Throughout the history all fingers were used for indicating the marital status of the wearer and this includes fingers on feet too. For instance, even today in several parts of India two (!) rings are placed on both second (most often) or other toes of both feet of a married woman and these rings are called Birchiya.





What about other rings?


While the engagement ring is usually the most dominant and expensive of all, we should mention other rings suggesting the intimate status of the wearer.


In some North European countries three rings can be worn at the same time: first for engagement, second for wedding and third for the birth of the first child. This caught up in parts of USA too, where we can often see offers of ring sets, instead of engagement rings. A typical set consists of three rings, just like in already mentioned Scandinavian countries with slightly varying reason for the third, often called eternity ring, which is given at birth of the child or at the first anniversary.

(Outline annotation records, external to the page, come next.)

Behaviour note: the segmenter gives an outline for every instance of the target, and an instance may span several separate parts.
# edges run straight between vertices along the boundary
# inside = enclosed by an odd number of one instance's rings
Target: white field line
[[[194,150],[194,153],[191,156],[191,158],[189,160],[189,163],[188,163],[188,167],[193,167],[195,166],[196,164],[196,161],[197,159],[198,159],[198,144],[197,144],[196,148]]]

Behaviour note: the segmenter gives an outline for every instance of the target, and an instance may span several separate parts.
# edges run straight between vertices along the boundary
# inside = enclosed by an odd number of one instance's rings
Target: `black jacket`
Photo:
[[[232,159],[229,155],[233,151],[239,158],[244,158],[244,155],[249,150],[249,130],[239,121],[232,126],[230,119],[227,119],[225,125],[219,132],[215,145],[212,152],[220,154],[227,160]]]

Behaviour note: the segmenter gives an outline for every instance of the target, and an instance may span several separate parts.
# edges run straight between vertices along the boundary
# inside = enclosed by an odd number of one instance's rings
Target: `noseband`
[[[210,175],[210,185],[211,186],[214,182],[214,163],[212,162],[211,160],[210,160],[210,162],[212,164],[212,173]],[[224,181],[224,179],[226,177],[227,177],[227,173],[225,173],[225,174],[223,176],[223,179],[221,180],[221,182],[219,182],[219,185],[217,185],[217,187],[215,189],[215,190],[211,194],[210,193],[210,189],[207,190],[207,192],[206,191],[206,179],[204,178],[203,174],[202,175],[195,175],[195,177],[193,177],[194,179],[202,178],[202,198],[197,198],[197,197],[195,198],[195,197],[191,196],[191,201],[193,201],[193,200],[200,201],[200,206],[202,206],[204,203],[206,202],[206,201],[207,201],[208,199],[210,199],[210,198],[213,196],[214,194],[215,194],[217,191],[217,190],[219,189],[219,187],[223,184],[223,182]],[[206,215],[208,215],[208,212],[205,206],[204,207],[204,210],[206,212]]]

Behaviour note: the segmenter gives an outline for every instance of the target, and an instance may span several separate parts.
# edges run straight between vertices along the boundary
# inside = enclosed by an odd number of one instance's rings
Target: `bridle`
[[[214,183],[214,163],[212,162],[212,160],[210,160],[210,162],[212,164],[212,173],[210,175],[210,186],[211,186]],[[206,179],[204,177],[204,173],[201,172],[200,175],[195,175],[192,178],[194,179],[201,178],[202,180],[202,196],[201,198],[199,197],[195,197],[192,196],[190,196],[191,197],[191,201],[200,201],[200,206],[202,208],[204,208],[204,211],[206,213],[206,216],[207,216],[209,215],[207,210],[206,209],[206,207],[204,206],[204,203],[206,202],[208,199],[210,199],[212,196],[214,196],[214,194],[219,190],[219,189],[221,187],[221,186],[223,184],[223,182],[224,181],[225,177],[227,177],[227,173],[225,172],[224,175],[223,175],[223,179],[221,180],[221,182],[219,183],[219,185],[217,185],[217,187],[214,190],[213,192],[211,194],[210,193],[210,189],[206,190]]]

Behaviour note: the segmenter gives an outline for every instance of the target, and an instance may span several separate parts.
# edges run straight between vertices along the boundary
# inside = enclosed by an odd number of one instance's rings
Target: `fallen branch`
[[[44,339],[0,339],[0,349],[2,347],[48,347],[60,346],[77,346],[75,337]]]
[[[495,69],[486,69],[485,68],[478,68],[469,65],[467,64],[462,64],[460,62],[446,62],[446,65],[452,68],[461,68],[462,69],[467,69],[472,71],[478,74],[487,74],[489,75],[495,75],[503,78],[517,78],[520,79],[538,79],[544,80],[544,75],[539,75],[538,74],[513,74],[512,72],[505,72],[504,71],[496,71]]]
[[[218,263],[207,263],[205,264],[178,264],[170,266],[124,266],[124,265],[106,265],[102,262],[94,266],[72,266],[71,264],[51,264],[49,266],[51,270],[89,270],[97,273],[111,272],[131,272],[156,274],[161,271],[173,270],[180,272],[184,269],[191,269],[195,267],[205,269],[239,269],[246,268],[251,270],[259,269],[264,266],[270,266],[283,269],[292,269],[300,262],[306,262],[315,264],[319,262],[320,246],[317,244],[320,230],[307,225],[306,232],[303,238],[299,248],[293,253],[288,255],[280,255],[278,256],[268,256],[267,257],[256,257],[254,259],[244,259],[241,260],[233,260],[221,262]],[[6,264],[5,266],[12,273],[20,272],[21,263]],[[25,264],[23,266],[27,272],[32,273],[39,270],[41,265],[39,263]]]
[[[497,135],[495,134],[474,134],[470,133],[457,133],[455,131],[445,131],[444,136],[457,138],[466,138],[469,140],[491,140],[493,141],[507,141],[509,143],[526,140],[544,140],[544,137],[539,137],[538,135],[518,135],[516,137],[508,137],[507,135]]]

Some wedding sets are made of two rings only - classic e-ring with a stone and double band wedding ring, with enough place to nest it between the bands. Or you may have both rings single banded and this is the situation where the question which comes first and which second on the finger. Majority believe the wedding gift should come first, because it is where it is closer to the heart.


Maybe you will be told just before the marriage to move engagement ring from left to right hand to make place for wedding ring and then put it back, this time over the wedding band, so the stone could protect the wedding. A w-ring should stay on forever, right? If you decide to do just the opposite for any reason, don't worry, marriage police won't come after you.


Even if you decide to use the same ring as for engagement and the wedding, it's okay. In several cultures this is absolutely an usual thing. However there is one more ring to mention. It is called a promise ring and is in most cases worn by both partners who decided to 'promise' each other, but are not formally engaged yet. Some promise rings are also called purity rings or chastity rings and are worn as a sign of abstinence before the wedding.




All Right, Which Hand Is For Wedding Ring?


Again, to some people a left hand is an obvious choice. For romantics it's closer to the heart, for practical ones we can add more than 80 percent of people use right hand much more, so a jewelry would be safer on the left. But there are other options as well.


For the practical reason above some left handers decide to wear a wedding band on their right hands. Depending on cultural heritage, for instance some parts of Austria, Belgium, Germany and East Europe and South America the right hand is sometimes also the first choice. One of the reasons may be very old belief so important sign should be worn on the better (right, not wrong) hand. In Latin the name for left is 'sinister', what can be translated as ominous or evil. Left hand is in many parts of the world still closely associated with bad things, evil forces and even a Satan.


So there is no definite answer on this question. One of alternative options is to hang it on a chain. It can be close to your heart this way too!